From: Drew Robertson

Columbus

As a physician I have been skeptical about many of the fears regarding the coronavirus outbreak from the beginning.

I suspected early on that the projected number of deaths from the virus was vastly overestimated. I thought “the curve” would be flatter than anticipated, especially in sparsely populated areas, and I concluded that the shutdown of normal business was an exaggerated response.

I continue to think that antibody testing will reveal more Americans who have already had the virus with few or no symptoms than is currently presumed.

It could turn out that I am wrong about some or all of the above, but that becomes less likely as time goes on.

I was alarmed, then, at Gov. Holcomb’s order restricting religious gatherings immediately before Good Friday and Passover.

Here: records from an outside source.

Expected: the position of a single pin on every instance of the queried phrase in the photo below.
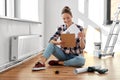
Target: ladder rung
(113, 34)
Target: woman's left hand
(81, 35)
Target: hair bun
(66, 8)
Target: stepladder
(112, 36)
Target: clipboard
(69, 40)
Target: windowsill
(20, 20)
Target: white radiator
(25, 46)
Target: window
(29, 9)
(23, 9)
(2, 7)
(114, 7)
(110, 8)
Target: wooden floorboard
(23, 71)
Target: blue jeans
(69, 59)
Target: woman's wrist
(81, 38)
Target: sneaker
(38, 66)
(54, 63)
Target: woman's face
(67, 18)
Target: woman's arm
(81, 36)
(55, 42)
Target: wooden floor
(23, 71)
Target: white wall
(10, 28)
(53, 18)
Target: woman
(65, 56)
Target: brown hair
(66, 9)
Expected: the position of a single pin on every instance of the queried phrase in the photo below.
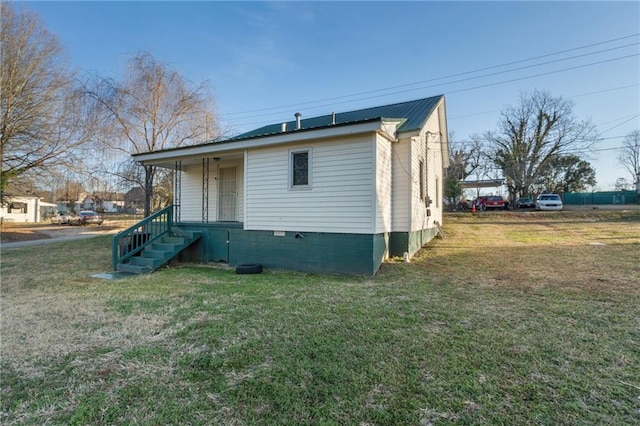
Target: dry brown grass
(511, 319)
(600, 251)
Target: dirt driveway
(24, 234)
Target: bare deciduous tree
(152, 108)
(540, 128)
(43, 117)
(567, 173)
(629, 156)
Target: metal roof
(413, 115)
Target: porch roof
(409, 116)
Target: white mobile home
(336, 193)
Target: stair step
(173, 240)
(156, 254)
(163, 246)
(189, 235)
(151, 262)
(134, 269)
(160, 252)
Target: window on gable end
(300, 169)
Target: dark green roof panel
(413, 113)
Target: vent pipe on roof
(298, 116)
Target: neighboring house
(25, 208)
(338, 193)
(134, 200)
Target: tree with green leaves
(532, 134)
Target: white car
(548, 202)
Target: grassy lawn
(512, 319)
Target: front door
(228, 194)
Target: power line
(464, 79)
(475, 87)
(434, 79)
(568, 97)
(620, 124)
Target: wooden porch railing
(133, 240)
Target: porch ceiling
(196, 160)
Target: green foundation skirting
(352, 254)
(409, 242)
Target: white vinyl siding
(419, 218)
(340, 199)
(401, 186)
(191, 192)
(383, 185)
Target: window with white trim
(421, 171)
(300, 169)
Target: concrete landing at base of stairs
(112, 275)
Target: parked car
(91, 217)
(548, 202)
(494, 202)
(60, 218)
(74, 219)
(524, 203)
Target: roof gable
(413, 115)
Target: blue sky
(268, 60)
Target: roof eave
(303, 135)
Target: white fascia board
(280, 139)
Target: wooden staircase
(159, 252)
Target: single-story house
(25, 208)
(337, 193)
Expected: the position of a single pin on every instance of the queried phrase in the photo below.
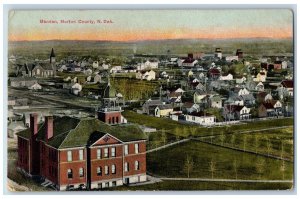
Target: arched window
(136, 165)
(113, 169)
(99, 171)
(81, 172)
(70, 173)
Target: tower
(109, 112)
(52, 62)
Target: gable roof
(72, 132)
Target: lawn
(278, 142)
(185, 130)
(202, 186)
(228, 163)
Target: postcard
(150, 100)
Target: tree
(235, 167)
(232, 139)
(163, 136)
(222, 138)
(245, 141)
(256, 143)
(188, 165)
(260, 166)
(269, 146)
(212, 168)
(283, 168)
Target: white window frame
(136, 148)
(70, 156)
(113, 152)
(98, 153)
(126, 149)
(113, 169)
(137, 165)
(81, 154)
(126, 166)
(106, 152)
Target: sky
(133, 25)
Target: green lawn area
(228, 163)
(185, 130)
(202, 186)
(278, 142)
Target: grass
(185, 130)
(202, 186)
(170, 162)
(278, 142)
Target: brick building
(77, 153)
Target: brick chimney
(49, 127)
(33, 124)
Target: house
(227, 77)
(116, 69)
(235, 112)
(97, 78)
(189, 62)
(35, 86)
(215, 101)
(271, 108)
(218, 53)
(189, 107)
(214, 73)
(147, 65)
(21, 82)
(288, 85)
(231, 58)
(200, 118)
(147, 75)
(71, 153)
(149, 106)
(163, 110)
(240, 80)
(264, 97)
(260, 87)
(76, 88)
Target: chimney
(33, 124)
(49, 127)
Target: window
(81, 154)
(69, 156)
(136, 148)
(113, 169)
(98, 153)
(113, 152)
(99, 171)
(136, 165)
(106, 170)
(126, 149)
(106, 152)
(70, 173)
(81, 173)
(126, 167)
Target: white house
(115, 69)
(227, 77)
(76, 88)
(200, 118)
(35, 86)
(231, 58)
(148, 65)
(147, 75)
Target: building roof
(72, 132)
(288, 83)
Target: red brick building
(72, 153)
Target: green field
(278, 142)
(202, 186)
(229, 164)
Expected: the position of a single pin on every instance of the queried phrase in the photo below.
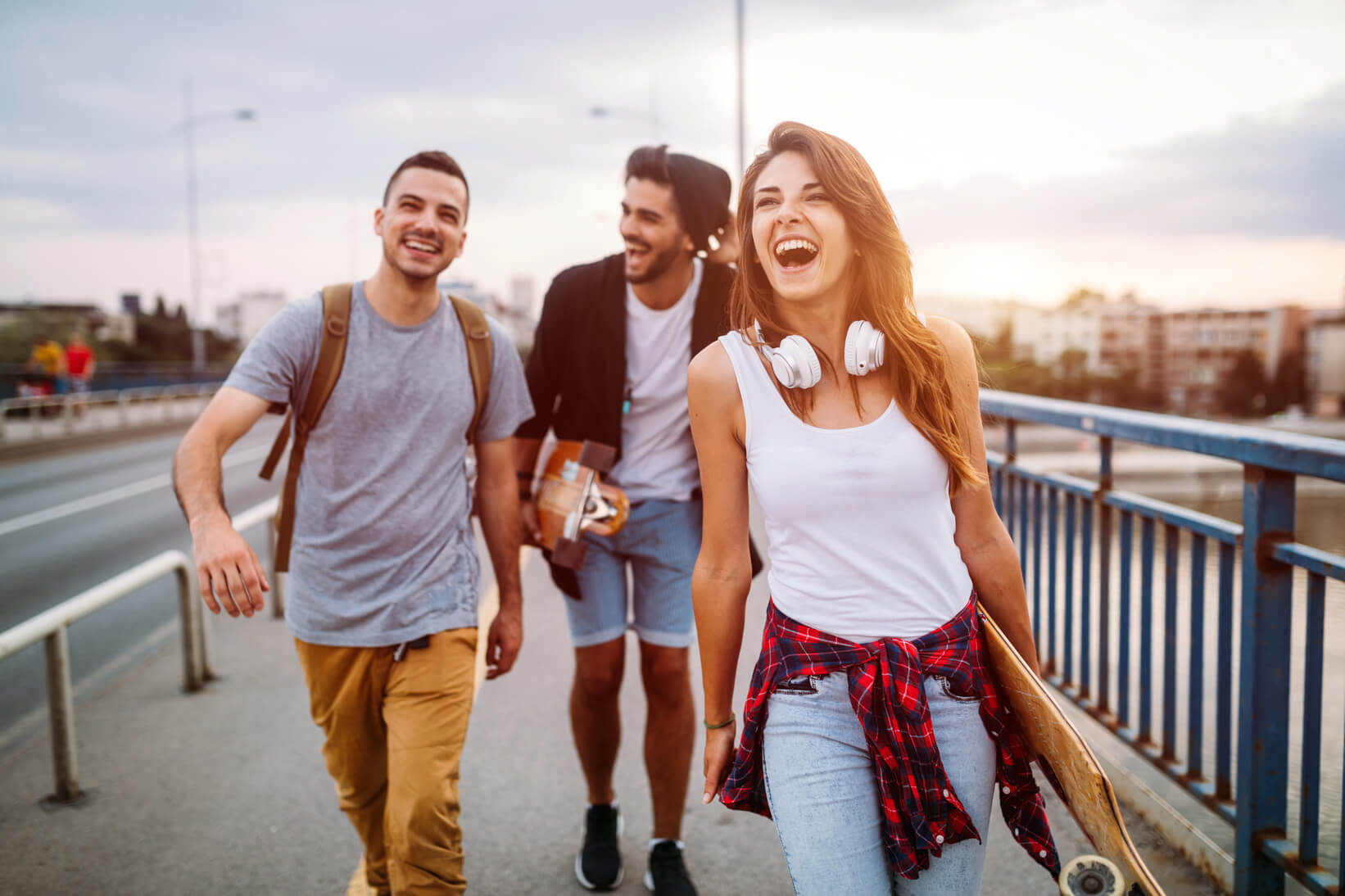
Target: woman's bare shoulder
(953, 337)
(712, 370)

Was he relying on models that have already been proven wrong? Did he take into account demographic differences across the state that might have allowed a more nuanced approach? Did he think that religious leaders could not be trusted to do what’s best in their own situations?

The governor undoubtedly hopes that others will credit him with good intentions here. It struck me more as the arrogance of power. The editors of The Republic, though, are prepared to go along. They assure us that this is not an issue of church and state.

Are they serious? The governor commanded that worship spaces be closed. In the case of drive-up services he specified who could and could not be in a car, and how the cars would be spaced. He urged no communion. If offered, he specified how the elements of communion would be prepared and presented. If this isn’t a matter of church and state, then nothing is.

Thomas Jefferson warned us that the price of liberty is eternal vigilance. His contemporary, Edmund Burke, noted that all that is required for evil to triumph is that good men do nothing.

Now is precisely the time for the good citizens of Indiana and the United States to address the powerful clearly. They must know that in the current situation they have exceeded the bounds of what we will accept.

It is said that the coronavirus pandemic is a once in a lifetime event. Restrictions on our religious practices should be so, too.